3 eggs, lightly beaten
1 cup grated carrots
1/2 cup natural yogurt
1/2 cup applesauce
1 cup whole wheat flour
2 tablespoons melted butter
1 teaspoon of baking powder
1 teaspoon vanilla
1/2 teaspoon cinnamon
Frying Butter
Maple syrup to serve
Place grated carrots in a bowl that is heat resistant. Pour boiling water over the carrots and let stand for 5 minutes. Drain. To make pancake dough, combine eggs, carrots, yogurt, applesauce, wheat flour, melted butter, baking powder, vanilla and cinnamon in a large bowl. Mix gently until all ingredients are well combined.

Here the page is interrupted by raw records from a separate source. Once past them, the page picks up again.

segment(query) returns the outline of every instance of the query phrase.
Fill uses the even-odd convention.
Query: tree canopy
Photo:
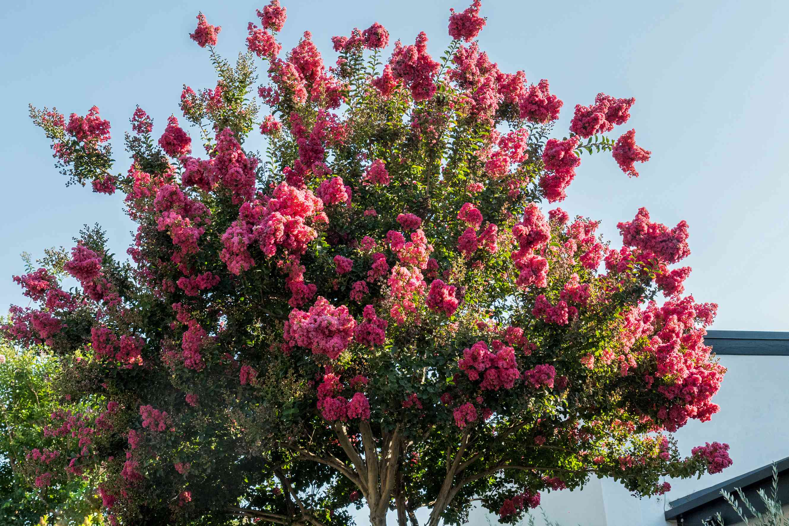
[[[34,305],[2,330],[57,366],[15,456],[38,498],[85,484],[122,524],[342,525],[365,504],[374,526],[473,505],[514,524],[590,477],[651,495],[731,464],[672,438],[717,411],[725,372],[703,340],[716,306],[672,266],[688,225],[641,209],[612,248],[547,209],[581,157],[638,175],[634,131],[606,135],[635,100],[598,94],[555,134],[563,102],[479,49],[480,9],[451,13],[438,60],[422,32],[384,62],[376,23],[333,38],[328,68],[308,32],[282,54],[278,0],[234,64],[200,13],[217,84],[185,85],[189,126],[158,140],[138,107],[125,173],[97,107],[31,107],[69,183],[122,192],[138,225],[130,259],[86,227],[14,276]]]

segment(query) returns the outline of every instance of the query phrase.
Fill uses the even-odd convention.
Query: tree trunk
[[[380,515],[376,515],[373,512],[370,512],[370,526],[387,526],[387,513],[386,511]]]

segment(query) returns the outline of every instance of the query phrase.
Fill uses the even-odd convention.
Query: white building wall
[[[561,526],[666,526],[669,501],[789,456],[789,356],[720,358],[728,369],[714,398],[720,411],[709,422],[690,422],[675,437],[685,455],[705,442],[729,444],[731,466],[701,479],[667,479],[671,490],[653,498],[638,499],[618,483],[594,479],[580,491],[543,494],[547,517]],[[544,524],[536,515],[536,524]],[[497,518],[478,509],[468,524],[495,524]]]

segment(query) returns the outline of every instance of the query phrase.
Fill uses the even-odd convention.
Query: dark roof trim
[[[789,333],[711,330],[704,342],[716,355],[789,356]]]
[[[776,463],[778,468],[778,475],[780,477],[785,472],[789,472],[789,456]],[[748,472],[734,479],[729,479],[726,482],[716,484],[695,493],[691,493],[675,501],[671,501],[669,504],[671,509],[666,510],[666,520],[674,520],[680,516],[695,512],[699,509],[711,506],[712,503],[720,499],[723,501],[720,494],[721,490],[728,492],[734,491],[735,487],[745,489],[748,486],[757,484],[765,480],[769,481],[772,477],[772,464],[768,464],[762,468],[758,468],[752,472]]]

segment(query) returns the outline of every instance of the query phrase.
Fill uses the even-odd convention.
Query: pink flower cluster
[[[624,124],[630,118],[630,110],[636,100],[617,99],[598,93],[592,106],[575,106],[575,115],[570,123],[570,131],[584,138],[595,133],[609,132],[615,125]]]
[[[392,269],[387,284],[389,285],[389,297],[393,302],[389,314],[398,325],[402,325],[409,313],[417,314],[414,299],[424,294],[427,284],[419,269],[397,265]]]
[[[86,147],[95,148],[110,140],[110,121],[99,117],[99,107],[93,106],[84,117],[76,113],[69,115],[65,131]]]
[[[411,232],[409,237],[411,240],[406,242],[405,236],[397,231],[391,230],[387,232],[389,248],[400,262],[424,270],[428,266],[428,258],[433,251],[433,246],[428,243],[424,231],[421,228]]]
[[[559,112],[563,104],[555,95],[551,94],[545,79],[540,81],[536,86],[529,86],[529,91],[518,102],[521,118],[540,123],[559,118]]]
[[[70,262],[70,261],[69,261]],[[68,265],[68,263],[66,263]],[[65,267],[65,265],[64,265]],[[67,271],[68,272],[68,271]],[[38,302],[44,299],[48,291],[58,287],[58,280],[50,275],[43,268],[39,269],[34,272],[24,274],[24,276],[14,276],[13,280],[18,283],[24,291],[24,295],[30,298],[34,302]]]
[[[488,349],[484,341],[478,341],[471,348],[463,350],[463,358],[458,360],[458,366],[466,371],[469,380],[476,381],[482,375],[480,389],[498,391],[499,389],[511,389],[515,380],[521,378],[515,363],[515,351],[511,347],[506,347],[495,340],[492,342],[493,354]]]
[[[368,288],[367,284],[365,281],[354,281],[353,284],[350,287],[350,299],[355,302],[361,302],[365,296],[370,293],[370,289]]]
[[[389,45],[389,32],[378,22],[361,32],[366,49],[383,49]]]
[[[417,36],[413,46],[403,46],[399,40],[394,43],[389,63],[395,77],[411,90],[414,102],[432,99],[436,94],[434,76],[440,64],[428,54],[428,36],[424,31]]]
[[[498,149],[485,161],[485,171],[494,179],[499,179],[510,172],[511,164],[519,164],[529,158],[526,152],[529,130],[521,128],[502,135]]]
[[[460,207],[460,211],[458,212],[458,219],[467,225],[473,227],[474,230],[480,227],[483,220],[482,212],[471,203],[463,203],[463,205]]]
[[[578,310],[567,305],[567,302],[560,299],[556,305],[552,305],[545,295],[540,294],[534,299],[534,308],[532,314],[535,317],[544,320],[546,323],[555,323],[557,325],[566,325],[570,318],[574,318]]]
[[[449,36],[455,40],[473,40],[485,25],[485,19],[480,16],[480,0],[474,0],[462,13],[450,9]]]
[[[142,364],[141,351],[145,345],[142,338],[124,334],[118,340],[112,331],[103,326],[91,328],[91,347],[99,359],[117,360],[126,368]]]
[[[173,261],[181,263],[185,256],[197,254],[197,241],[205,228],[197,226],[208,222],[210,211],[202,202],[193,201],[174,184],[163,185],[156,192],[154,208],[161,212],[156,227],[168,231],[173,244],[178,247],[172,256]]]
[[[170,115],[167,118],[167,127],[159,139],[159,145],[170,157],[180,157],[191,153],[192,139],[178,126],[178,119],[175,115]]]
[[[206,343],[208,333],[196,320],[189,320],[188,329],[181,338],[181,358],[187,369],[201,370],[205,367],[200,350]]]
[[[260,17],[263,27],[271,31],[280,32],[287,19],[287,9],[279,5],[279,0],[271,0],[263,11],[257,9],[257,16]]]
[[[350,205],[350,186],[346,185],[341,177],[332,177],[323,181],[318,186],[316,193],[327,206],[341,203]]]
[[[356,393],[350,400],[338,396],[344,389],[338,377],[333,374],[323,376],[318,386],[318,408],[329,422],[348,419],[370,419],[370,402],[362,393]]]
[[[372,87],[377,88],[384,99],[388,98],[394,92],[398,82],[398,78],[394,76],[394,71],[391,64],[383,66],[383,73],[381,73],[380,77],[376,77],[370,81]]]
[[[278,121],[274,115],[266,115],[260,123],[260,133],[264,135],[275,135],[282,129],[282,123]]]
[[[422,226],[422,219],[414,214],[399,214],[397,216],[397,222],[403,230],[417,230]]]
[[[259,28],[249,22],[247,24],[247,32],[249,34],[247,36],[247,49],[258,57],[274,61],[282,51],[282,44],[265,28]]]
[[[703,457],[707,460],[707,471],[710,475],[720,473],[731,466],[733,462],[729,457],[729,445],[720,442],[705,442],[704,445],[697,445],[690,450],[694,456]]]
[[[554,378],[556,377],[556,370],[552,365],[538,365],[534,369],[523,371],[523,380],[531,384],[534,389],[540,389],[544,385],[553,389]]]
[[[143,417],[143,427],[151,431],[164,431],[172,424],[166,411],[154,409],[150,405],[140,406],[140,415]]]
[[[462,429],[467,424],[477,421],[477,408],[471,402],[466,402],[452,411],[454,425]]]
[[[334,261],[335,265],[335,270],[338,274],[347,274],[353,268],[353,260],[343,257],[342,256],[335,256]]]
[[[516,284],[525,289],[532,285],[548,285],[548,260],[534,254],[551,239],[551,228],[537,205],[526,206],[523,220],[512,227],[512,235],[518,241],[518,250],[510,255],[520,274]]]
[[[389,184],[389,172],[380,159],[376,159],[365,172],[365,180],[374,185],[386,186]]]
[[[447,285],[441,280],[433,280],[430,284],[425,302],[428,308],[436,312],[443,313],[447,317],[458,310],[458,301],[455,297],[454,285]]]
[[[360,283],[364,283],[360,282]],[[364,320],[356,326],[353,338],[357,344],[372,348],[383,345],[386,341],[386,329],[389,323],[376,314],[376,308],[372,305],[365,305],[362,310]]]
[[[548,139],[545,143],[543,163],[549,173],[540,175],[540,187],[548,202],[562,201],[567,197],[564,190],[575,178],[575,168],[581,164],[581,158],[574,152],[578,145],[576,137],[566,141]]]
[[[647,162],[652,152],[636,145],[636,130],[631,130],[616,140],[616,145],[611,151],[611,154],[622,168],[622,171],[630,177],[638,177],[638,171],[635,167],[636,161]]]
[[[318,296],[308,312],[294,309],[285,322],[283,338],[288,345],[312,349],[313,354],[337,359],[353,339],[356,321],[348,307],[334,307]]]
[[[200,291],[213,288],[219,283],[219,276],[211,272],[205,272],[193,277],[183,276],[178,279],[178,287],[188,296],[196,296]]]
[[[220,31],[222,31],[221,26],[208,24],[205,15],[200,13],[197,15],[197,28],[195,32],[189,33],[189,38],[196,42],[200,47],[215,46],[216,37]]]
[[[641,208],[635,219],[618,223],[616,227],[622,234],[623,243],[640,249],[647,259],[656,257],[666,263],[676,263],[690,254],[687,242],[688,224],[685,221],[669,229],[664,224],[651,223],[649,212]]]
[[[243,365],[238,371],[238,383],[241,385],[254,385],[257,378],[257,370],[252,366]]]
[[[512,498],[506,499],[499,509],[499,517],[506,517],[514,515],[524,507],[537,508],[540,505],[540,494],[526,491],[519,495],[515,495]]]
[[[666,296],[675,296],[685,291],[682,284],[690,275],[690,267],[680,267],[669,271],[665,265],[660,265],[660,272],[655,277],[655,283],[663,290]]]
[[[220,258],[230,272],[237,275],[255,265],[249,252],[252,243],[257,243],[267,258],[276,254],[278,247],[286,254],[301,256],[317,235],[307,222],[325,221],[325,217],[323,203],[312,192],[281,182],[272,197],[241,205],[238,220],[222,236],[224,249]]]
[[[71,260],[63,265],[63,270],[82,284],[92,281],[101,274],[101,257],[82,244],[71,249]]]

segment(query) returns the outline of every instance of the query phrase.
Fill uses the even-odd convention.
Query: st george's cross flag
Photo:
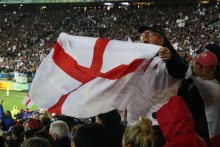
[[[126,109],[160,46],[61,33],[30,88],[48,112],[88,118]]]

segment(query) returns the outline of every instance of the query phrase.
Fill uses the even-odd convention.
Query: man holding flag
[[[165,139],[154,114],[171,96],[177,94],[180,79],[185,75],[187,65],[158,27],[143,26],[138,31],[141,33],[141,43],[162,47],[133,92],[127,107],[128,124],[137,121],[139,116],[147,115],[154,128],[154,146],[162,147]]]
[[[187,66],[162,32],[141,33],[142,43],[61,33],[37,70],[31,100],[77,118],[127,108],[129,124],[147,114],[157,125],[152,113],[176,94]]]

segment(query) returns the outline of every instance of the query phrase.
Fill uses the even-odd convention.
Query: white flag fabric
[[[49,112],[88,118],[125,109],[160,46],[61,33],[30,88]]]
[[[25,106],[30,109],[34,104],[31,101],[29,94],[27,94],[27,96],[22,100],[22,104],[25,104]]]

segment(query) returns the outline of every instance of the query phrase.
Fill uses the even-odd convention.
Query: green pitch
[[[4,111],[11,111],[13,106],[17,106],[18,109],[26,109],[26,106],[22,103],[22,100],[27,95],[27,92],[20,92],[20,91],[9,91],[9,96],[5,90],[0,90],[0,101],[3,100],[3,108]],[[31,107],[31,110],[38,109],[37,106]]]

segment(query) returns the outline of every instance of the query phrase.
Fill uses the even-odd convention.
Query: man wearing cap
[[[209,51],[201,52],[189,65],[186,77],[178,90],[178,95],[182,96],[192,113],[196,132],[208,145],[210,145],[209,138],[217,135],[214,132],[217,128],[220,129],[220,123],[217,119],[220,117],[220,109],[217,109],[219,106],[213,107],[213,104],[210,104],[213,102],[212,99],[218,101],[217,105],[220,101],[219,82],[214,79],[217,63],[215,54]],[[207,89],[204,89],[205,87]],[[210,115],[211,113],[213,115]],[[213,127],[214,132],[211,131]],[[220,130],[217,132],[220,133]]]
[[[220,82],[220,46],[217,44],[209,43],[209,44],[206,44],[204,47],[199,48],[196,51],[196,53],[199,54],[203,51],[210,51],[216,55],[218,59],[218,65],[216,67],[215,79],[217,79]]]
[[[141,43],[159,45],[161,48],[145,71],[143,79],[135,87],[134,97],[127,107],[127,121],[131,125],[139,116],[147,116],[154,128],[154,146],[162,147],[165,140],[152,114],[167,103],[171,96],[177,94],[187,65],[159,28],[143,26],[138,31]]]

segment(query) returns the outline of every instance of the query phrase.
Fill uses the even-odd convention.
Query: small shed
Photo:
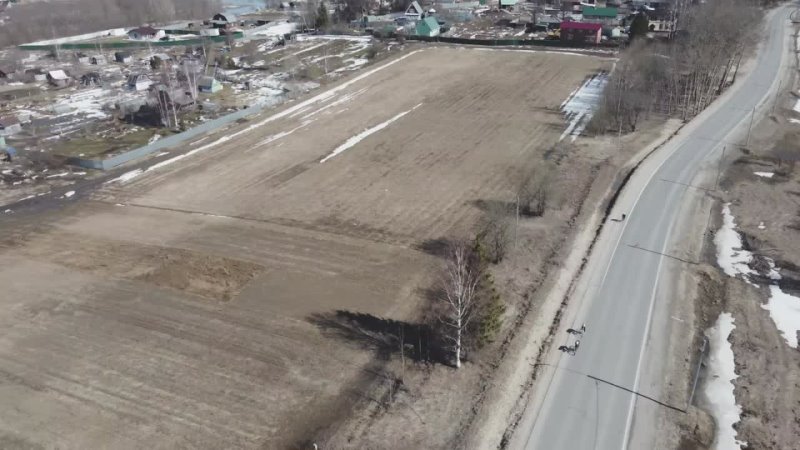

Heat the butter in a nonstick skillet and cook the dough as you would with normal pancakes, about 2-3 minutes per side or until they settle on the edges. Add more butter until the entire dough has run out.

Serve hot sprinkled with maple syrup. Add fruits if you prefer.

Encourage your little ones to eat more nutritious and practice healthy eating habits. Add more vegetables to your daily meals: start with these delicious vegetable recipes approved by children.